Determine the displacement of a collimated beam incident on a tilted plane-parallel plate, or window. This displacement is dependent on the angle of incidence, the thickness of the plate, and the refractive index of the plate. This calculator also determines the displacement of the secondary reflection resulting from a small portion of the beam reflecting off the glass-air interface of the plate.

The exit beam will be parallel to the input beam and magnification remains constant when imaging through a plane-parallel plate.

Beam Displacement, s (mm) : **-- **

Displacement of Secondary Reflection, x (mm): **-- **

**Note:** This calculator is valid within the following limits:

• t > 0mm

• 0° < θ < 90°

• n > 0

• 0° < θ < 90°

• n > 0

$$ s = t \cdot \sin{\theta} \left( 1 - \frac{\cos{\theta}}{\sqrt{n^2 - \sin^2{\theta}}} \right) $$ |

$$ x = \frac{t \cdot \sin{\left( 2 \theta \right)}}{\sqrt{n^2 - \sin^2{\theta}}} $$ |

s |
Beam Displacement |

x |
Displacement of secondary reflection |

θ |
Angle of incidence between beam and plate normal |

t |
Thickness of plate |

n |
Refractive index of medium |

**Question:** What is the displacement of a beam and its secondary reflection when the beam passes through a 10mm thick N-BK7 plate at an angle of incidence of 15 degrees?

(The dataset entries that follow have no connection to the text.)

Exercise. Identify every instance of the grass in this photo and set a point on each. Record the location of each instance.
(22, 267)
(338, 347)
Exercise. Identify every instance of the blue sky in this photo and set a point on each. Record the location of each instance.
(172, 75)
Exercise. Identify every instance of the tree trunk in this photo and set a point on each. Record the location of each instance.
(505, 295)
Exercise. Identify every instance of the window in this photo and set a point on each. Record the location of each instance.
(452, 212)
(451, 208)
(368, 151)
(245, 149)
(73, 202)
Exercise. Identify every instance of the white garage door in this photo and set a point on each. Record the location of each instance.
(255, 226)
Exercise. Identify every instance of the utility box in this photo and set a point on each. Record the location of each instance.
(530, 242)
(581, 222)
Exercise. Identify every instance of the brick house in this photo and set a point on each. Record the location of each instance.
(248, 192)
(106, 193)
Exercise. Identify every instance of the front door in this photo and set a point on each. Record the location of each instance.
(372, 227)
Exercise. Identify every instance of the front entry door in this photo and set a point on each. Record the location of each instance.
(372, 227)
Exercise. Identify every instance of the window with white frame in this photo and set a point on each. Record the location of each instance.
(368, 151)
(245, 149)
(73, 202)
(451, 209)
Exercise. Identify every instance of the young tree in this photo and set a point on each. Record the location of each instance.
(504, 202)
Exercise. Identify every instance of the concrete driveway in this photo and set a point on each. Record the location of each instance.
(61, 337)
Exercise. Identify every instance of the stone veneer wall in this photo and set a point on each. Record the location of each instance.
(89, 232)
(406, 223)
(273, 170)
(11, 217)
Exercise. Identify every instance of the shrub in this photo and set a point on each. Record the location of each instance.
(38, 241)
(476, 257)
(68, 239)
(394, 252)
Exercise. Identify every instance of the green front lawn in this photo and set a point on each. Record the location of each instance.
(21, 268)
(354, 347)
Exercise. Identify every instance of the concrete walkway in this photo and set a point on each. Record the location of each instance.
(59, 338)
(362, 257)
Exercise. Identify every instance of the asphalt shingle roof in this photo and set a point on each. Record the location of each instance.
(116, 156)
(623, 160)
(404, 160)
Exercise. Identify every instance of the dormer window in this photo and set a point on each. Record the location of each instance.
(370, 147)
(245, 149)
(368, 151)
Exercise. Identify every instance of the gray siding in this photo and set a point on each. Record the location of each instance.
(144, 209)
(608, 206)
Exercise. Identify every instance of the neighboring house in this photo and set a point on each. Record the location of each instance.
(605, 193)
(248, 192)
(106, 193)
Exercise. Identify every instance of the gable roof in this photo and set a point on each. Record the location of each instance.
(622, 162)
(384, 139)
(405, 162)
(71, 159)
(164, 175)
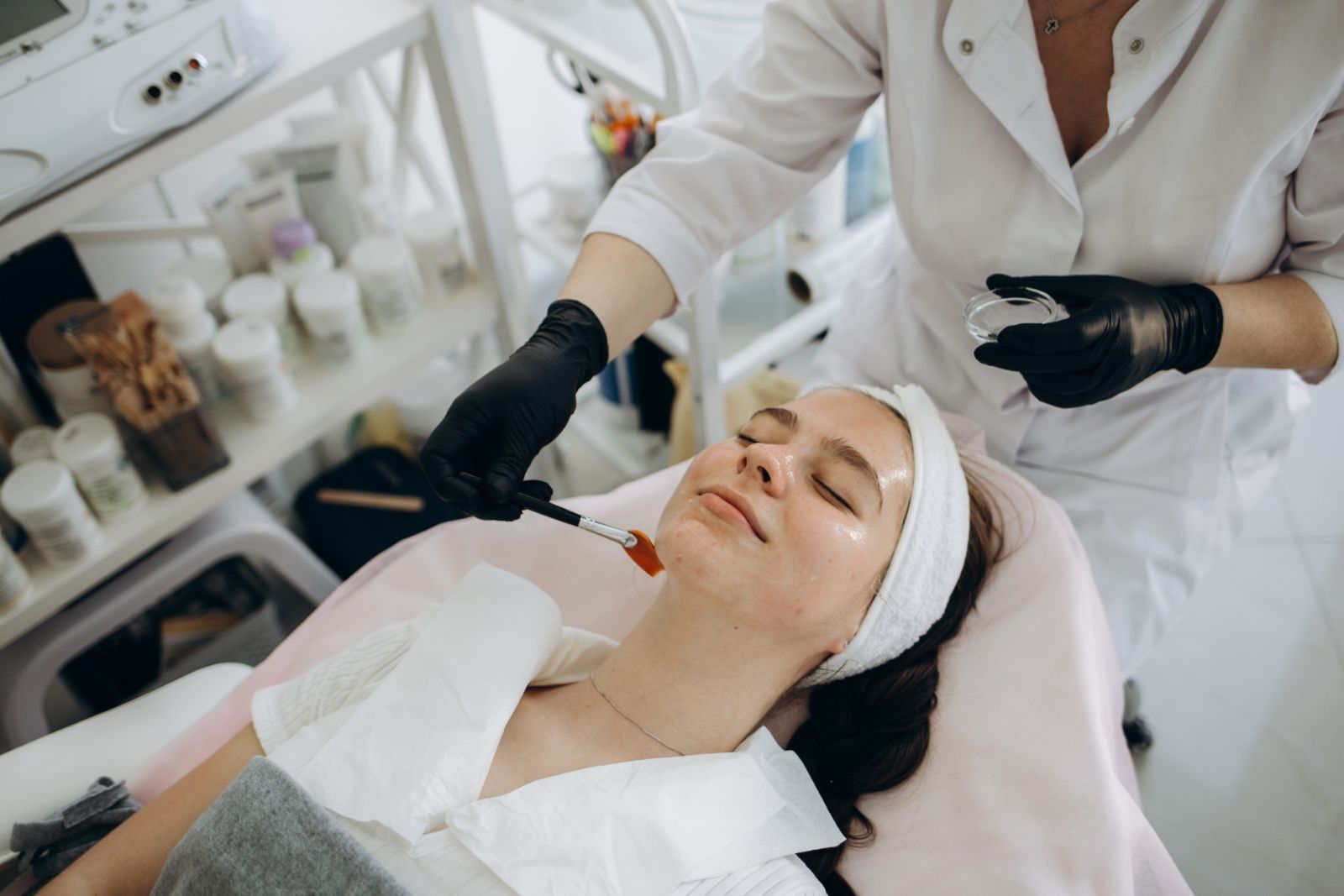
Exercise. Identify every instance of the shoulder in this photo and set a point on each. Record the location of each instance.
(783, 876)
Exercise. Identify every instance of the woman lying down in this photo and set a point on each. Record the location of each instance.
(484, 748)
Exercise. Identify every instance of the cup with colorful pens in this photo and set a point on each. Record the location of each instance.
(622, 134)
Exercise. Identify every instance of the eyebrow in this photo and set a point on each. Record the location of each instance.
(832, 445)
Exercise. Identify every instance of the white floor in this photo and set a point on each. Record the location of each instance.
(1245, 783)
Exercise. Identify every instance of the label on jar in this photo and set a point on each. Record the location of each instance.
(66, 540)
(340, 345)
(13, 578)
(450, 275)
(391, 302)
(113, 490)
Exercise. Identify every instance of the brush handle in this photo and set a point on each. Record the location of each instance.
(535, 506)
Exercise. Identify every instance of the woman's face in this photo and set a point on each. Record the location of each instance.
(790, 524)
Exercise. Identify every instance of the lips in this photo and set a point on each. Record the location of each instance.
(736, 503)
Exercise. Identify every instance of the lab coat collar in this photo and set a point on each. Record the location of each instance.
(992, 45)
(1003, 70)
(421, 745)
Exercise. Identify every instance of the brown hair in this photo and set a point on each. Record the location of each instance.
(870, 732)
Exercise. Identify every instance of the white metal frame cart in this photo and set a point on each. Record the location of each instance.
(642, 46)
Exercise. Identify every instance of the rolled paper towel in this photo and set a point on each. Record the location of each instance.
(828, 269)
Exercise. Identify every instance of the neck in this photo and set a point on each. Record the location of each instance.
(696, 681)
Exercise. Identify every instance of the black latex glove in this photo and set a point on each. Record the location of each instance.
(499, 425)
(1119, 333)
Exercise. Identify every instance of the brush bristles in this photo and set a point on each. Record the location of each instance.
(644, 555)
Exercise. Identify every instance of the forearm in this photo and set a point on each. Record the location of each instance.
(1277, 322)
(131, 859)
(624, 286)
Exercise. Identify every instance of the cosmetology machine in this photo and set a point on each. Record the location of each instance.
(92, 80)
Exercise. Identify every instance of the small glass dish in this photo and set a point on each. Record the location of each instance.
(990, 312)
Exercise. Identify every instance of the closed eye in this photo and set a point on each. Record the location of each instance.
(826, 490)
(833, 493)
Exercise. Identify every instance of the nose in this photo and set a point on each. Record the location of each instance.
(768, 465)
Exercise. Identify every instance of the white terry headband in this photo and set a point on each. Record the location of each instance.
(932, 548)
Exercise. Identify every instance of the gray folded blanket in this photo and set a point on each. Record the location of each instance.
(53, 844)
(266, 835)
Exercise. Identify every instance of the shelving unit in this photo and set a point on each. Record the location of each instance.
(326, 43)
(327, 398)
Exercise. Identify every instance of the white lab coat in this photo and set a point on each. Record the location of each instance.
(1223, 157)
(396, 736)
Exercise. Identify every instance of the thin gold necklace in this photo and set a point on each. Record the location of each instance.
(593, 680)
(1053, 20)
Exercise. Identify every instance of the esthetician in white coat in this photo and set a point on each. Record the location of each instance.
(1182, 149)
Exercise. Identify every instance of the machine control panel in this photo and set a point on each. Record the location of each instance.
(39, 38)
(120, 71)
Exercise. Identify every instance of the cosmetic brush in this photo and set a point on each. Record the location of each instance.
(638, 546)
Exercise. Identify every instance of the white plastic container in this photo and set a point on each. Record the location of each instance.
(386, 271)
(575, 184)
(264, 297)
(436, 239)
(13, 579)
(92, 449)
(212, 273)
(44, 499)
(329, 307)
(249, 354)
(423, 402)
(820, 212)
(179, 305)
(34, 443)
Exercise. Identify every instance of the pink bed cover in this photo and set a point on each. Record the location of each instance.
(1028, 786)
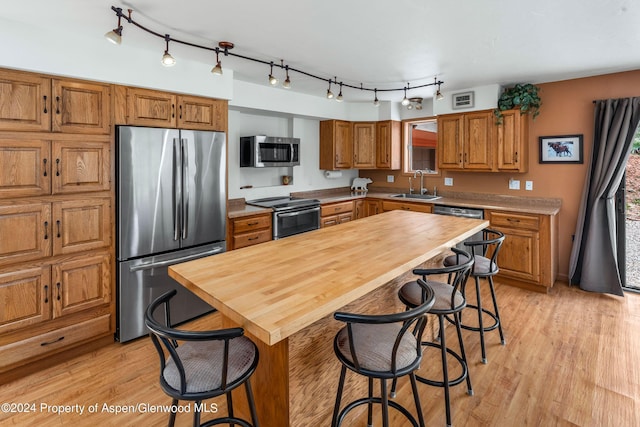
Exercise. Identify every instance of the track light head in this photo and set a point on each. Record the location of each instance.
(167, 59)
(115, 35)
(405, 100)
(217, 70)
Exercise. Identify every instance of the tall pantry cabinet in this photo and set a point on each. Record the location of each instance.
(56, 206)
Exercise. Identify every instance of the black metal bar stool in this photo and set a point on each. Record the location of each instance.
(485, 254)
(448, 301)
(383, 347)
(206, 364)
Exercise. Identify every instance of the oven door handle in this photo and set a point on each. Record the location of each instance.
(298, 212)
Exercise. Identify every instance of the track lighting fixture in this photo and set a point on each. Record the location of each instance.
(329, 93)
(272, 80)
(405, 100)
(167, 59)
(115, 36)
(439, 95)
(287, 83)
(217, 70)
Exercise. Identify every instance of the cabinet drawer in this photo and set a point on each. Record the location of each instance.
(248, 239)
(336, 208)
(54, 340)
(243, 225)
(415, 207)
(505, 219)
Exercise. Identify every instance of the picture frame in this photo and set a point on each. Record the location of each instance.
(462, 100)
(561, 149)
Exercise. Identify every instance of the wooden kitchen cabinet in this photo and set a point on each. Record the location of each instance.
(145, 107)
(24, 167)
(336, 213)
(250, 230)
(512, 150)
(336, 145)
(529, 250)
(30, 102)
(364, 145)
(56, 279)
(465, 141)
(388, 205)
(388, 145)
(35, 167)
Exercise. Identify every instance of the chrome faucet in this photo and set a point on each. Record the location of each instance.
(422, 189)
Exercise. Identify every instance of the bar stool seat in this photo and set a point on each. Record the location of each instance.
(199, 365)
(381, 347)
(485, 254)
(448, 301)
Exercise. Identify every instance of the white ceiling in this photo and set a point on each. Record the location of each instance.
(383, 44)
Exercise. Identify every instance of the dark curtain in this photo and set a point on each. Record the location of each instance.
(594, 257)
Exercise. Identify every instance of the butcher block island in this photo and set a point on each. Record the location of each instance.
(284, 293)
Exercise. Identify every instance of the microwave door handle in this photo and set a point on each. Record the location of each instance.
(175, 190)
(185, 188)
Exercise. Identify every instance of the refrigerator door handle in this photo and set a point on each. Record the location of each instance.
(185, 188)
(150, 265)
(176, 190)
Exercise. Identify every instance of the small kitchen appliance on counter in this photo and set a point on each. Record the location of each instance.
(291, 215)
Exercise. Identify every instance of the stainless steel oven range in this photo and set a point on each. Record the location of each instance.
(291, 215)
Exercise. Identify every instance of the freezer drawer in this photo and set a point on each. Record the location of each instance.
(142, 280)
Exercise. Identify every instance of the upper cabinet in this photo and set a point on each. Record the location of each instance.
(364, 145)
(512, 149)
(336, 145)
(29, 102)
(388, 145)
(474, 142)
(145, 107)
(360, 145)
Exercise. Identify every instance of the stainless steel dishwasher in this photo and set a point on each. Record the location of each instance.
(464, 212)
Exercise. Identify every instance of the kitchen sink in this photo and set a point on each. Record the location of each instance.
(416, 196)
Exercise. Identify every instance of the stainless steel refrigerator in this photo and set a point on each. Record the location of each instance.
(171, 208)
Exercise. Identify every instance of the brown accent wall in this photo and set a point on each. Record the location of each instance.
(567, 108)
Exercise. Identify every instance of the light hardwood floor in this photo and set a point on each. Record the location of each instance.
(572, 359)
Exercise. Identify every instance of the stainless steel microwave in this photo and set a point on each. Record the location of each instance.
(268, 151)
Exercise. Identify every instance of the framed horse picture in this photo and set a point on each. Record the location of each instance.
(561, 149)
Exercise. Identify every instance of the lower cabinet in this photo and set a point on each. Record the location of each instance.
(336, 213)
(406, 206)
(47, 308)
(250, 230)
(529, 250)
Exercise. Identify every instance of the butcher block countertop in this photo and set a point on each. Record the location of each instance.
(277, 288)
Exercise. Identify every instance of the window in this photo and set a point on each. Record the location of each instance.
(420, 141)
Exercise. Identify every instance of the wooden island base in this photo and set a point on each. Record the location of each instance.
(305, 365)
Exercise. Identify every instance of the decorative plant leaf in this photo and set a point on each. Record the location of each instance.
(524, 96)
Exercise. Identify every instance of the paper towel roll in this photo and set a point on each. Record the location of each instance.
(332, 174)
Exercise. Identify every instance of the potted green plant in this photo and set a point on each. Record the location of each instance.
(522, 96)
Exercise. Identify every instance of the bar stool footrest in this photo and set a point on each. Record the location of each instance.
(377, 400)
(455, 381)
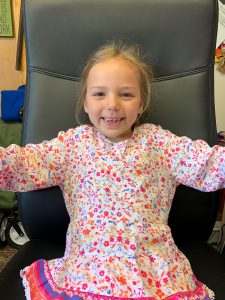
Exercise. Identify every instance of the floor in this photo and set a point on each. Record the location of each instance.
(6, 253)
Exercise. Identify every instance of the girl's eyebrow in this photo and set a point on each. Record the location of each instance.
(121, 88)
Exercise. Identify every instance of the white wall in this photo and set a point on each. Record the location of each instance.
(219, 99)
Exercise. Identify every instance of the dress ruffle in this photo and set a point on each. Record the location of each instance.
(40, 286)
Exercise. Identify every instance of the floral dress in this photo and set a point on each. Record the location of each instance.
(118, 196)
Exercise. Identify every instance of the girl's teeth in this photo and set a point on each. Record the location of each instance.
(112, 119)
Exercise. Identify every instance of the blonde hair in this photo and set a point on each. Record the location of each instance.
(128, 52)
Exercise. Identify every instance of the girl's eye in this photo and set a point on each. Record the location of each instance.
(126, 95)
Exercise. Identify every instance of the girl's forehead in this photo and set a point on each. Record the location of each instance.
(116, 66)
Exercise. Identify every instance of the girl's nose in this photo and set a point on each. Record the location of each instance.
(113, 103)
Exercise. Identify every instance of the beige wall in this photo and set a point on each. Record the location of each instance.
(10, 78)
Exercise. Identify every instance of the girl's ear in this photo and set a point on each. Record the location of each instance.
(85, 106)
(140, 111)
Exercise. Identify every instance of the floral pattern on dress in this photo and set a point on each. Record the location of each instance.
(118, 196)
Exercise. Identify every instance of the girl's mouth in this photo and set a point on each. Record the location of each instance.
(112, 121)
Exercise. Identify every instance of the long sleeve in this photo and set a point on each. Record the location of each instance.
(33, 166)
(195, 163)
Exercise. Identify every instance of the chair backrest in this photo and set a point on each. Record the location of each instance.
(177, 38)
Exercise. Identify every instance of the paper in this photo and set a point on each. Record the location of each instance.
(221, 25)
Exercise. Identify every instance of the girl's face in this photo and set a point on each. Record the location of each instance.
(113, 98)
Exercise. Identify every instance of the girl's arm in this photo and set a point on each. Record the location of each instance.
(33, 166)
(195, 163)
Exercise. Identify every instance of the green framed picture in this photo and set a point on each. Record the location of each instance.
(6, 19)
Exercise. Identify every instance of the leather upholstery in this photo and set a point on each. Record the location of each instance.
(178, 38)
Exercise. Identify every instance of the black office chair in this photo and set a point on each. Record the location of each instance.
(178, 39)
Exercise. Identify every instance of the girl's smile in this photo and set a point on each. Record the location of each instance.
(113, 98)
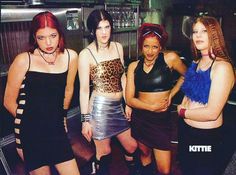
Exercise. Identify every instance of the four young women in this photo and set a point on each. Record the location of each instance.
(40, 87)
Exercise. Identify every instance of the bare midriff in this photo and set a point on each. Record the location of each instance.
(113, 95)
(153, 97)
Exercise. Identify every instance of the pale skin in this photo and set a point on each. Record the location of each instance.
(86, 60)
(154, 101)
(222, 81)
(46, 38)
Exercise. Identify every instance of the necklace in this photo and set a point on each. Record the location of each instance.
(49, 62)
(204, 65)
(150, 64)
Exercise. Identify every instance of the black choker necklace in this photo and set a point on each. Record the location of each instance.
(42, 55)
(150, 64)
(103, 47)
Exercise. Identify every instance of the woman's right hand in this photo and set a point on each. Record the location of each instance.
(160, 106)
(87, 130)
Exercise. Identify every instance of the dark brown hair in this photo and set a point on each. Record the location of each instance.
(217, 46)
(93, 21)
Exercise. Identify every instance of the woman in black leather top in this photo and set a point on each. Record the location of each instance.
(149, 91)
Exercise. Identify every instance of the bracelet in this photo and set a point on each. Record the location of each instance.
(182, 112)
(65, 112)
(85, 117)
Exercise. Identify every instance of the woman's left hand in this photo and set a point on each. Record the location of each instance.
(128, 112)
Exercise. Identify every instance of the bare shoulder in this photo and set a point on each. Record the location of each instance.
(21, 60)
(84, 54)
(171, 55)
(222, 67)
(20, 63)
(119, 45)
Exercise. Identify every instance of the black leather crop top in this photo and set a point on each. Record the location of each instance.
(157, 80)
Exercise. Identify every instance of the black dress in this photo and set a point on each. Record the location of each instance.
(39, 126)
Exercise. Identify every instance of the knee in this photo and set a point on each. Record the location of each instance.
(145, 152)
(131, 148)
(163, 170)
(103, 151)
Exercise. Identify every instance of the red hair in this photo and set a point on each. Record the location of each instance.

**Answer:** The beam displacement and secondary reflection displacement can be determined by:

$$ s = \left( 10 \text{mm} \right) \sin{\left( 15° \right)} \left( 1 - \frac{\cos{\left( 15° \right)}}{\sqrt{1.517^2 - \sin^2{\left(15° \right)}}} \right) = 0.916 \text{mm} $$

$$ x = \frac{\left( 10 \text{mm} \right) \sin{\left( 2 \cdot 15° \right)}}{\sqrt{1.517^2 - \sin^2{\left( 15° \right)}}} = 3.499 \text{mm} $$

The displacement of the beam is 0.916mm and the displacement of the beam’s secondary reflection is 3.499mm.